Qui parmi vous connaît la Hesse ? Cette région du centre-ouest de l’Allemagne, avec pour centre névralgique Francfort-sur-le-Main, ne semble pas être de prime abord aussi stratégique pour les observateurs politiques que la Bavière ou la Rhénanie-Westphalie. C’est pourtant les élections locales de cette région (le 28 octobre) qui ont scellées l’avenir de la chancelière Angela Merkel, si fragilisée sur le plan politique que l’on a du mal à imaginer qu’elle était qualifiée de « femme la plus puissante du monde » il y a encore quelques années.
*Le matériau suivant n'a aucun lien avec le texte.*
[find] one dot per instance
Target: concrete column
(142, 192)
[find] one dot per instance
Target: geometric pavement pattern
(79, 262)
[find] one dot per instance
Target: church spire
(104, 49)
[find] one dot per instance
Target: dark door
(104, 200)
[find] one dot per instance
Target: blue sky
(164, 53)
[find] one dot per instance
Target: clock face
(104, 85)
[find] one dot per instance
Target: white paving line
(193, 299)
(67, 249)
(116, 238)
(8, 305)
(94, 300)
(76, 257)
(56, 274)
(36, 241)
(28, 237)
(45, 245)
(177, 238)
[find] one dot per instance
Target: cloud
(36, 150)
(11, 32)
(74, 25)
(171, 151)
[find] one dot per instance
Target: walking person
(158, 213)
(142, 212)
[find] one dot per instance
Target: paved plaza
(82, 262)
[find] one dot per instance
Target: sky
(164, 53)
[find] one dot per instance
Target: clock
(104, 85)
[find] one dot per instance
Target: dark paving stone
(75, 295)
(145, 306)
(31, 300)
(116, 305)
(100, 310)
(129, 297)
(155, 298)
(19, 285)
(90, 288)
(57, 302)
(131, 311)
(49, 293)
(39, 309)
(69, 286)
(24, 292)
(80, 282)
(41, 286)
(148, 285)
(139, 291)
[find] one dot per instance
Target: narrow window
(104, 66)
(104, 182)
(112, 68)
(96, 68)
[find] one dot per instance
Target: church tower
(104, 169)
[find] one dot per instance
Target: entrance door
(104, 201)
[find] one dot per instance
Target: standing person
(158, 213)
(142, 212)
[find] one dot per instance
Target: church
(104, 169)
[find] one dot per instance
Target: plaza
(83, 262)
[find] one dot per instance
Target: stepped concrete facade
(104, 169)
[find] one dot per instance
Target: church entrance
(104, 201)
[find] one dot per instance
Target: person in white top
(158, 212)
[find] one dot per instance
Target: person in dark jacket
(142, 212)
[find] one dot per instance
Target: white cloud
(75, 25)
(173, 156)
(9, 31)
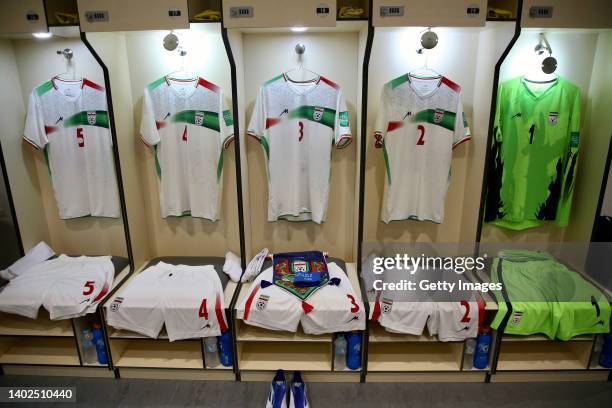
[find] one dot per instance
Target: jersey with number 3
(69, 120)
(297, 124)
(187, 122)
(419, 122)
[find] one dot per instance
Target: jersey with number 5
(297, 123)
(419, 122)
(69, 120)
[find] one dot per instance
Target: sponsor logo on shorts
(91, 118)
(438, 115)
(387, 305)
(262, 301)
(116, 304)
(516, 318)
(552, 118)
D’un point de vue français néanmoins, on pourrait s’interroger sur les conséquences réelles de ces élections. Après tout, la CDU est arrivée en première position avec 27% des voix, tandis que la gauche du SPD n’est que troisième avec moins de 20% des suffrages. Ces résultats n’en sont pas moins catastrophiques pour les deux partenaires de la coalition gouvernementale, tant les pertes sont importantes par rapport aux précédentes élections locales. Du côté des gagnants, on compte les Verts (deuxième devant le SPD) et la droite radicale de l’AfD, qui rentre pour la première fois au Landtag de Hesse, le dernier hémicycle régional où il n’était pas encore représenté. Les Verts et l’AfD sont des critiques notoires de la politique d’Angela Merkel depuis sa réélection en 2017.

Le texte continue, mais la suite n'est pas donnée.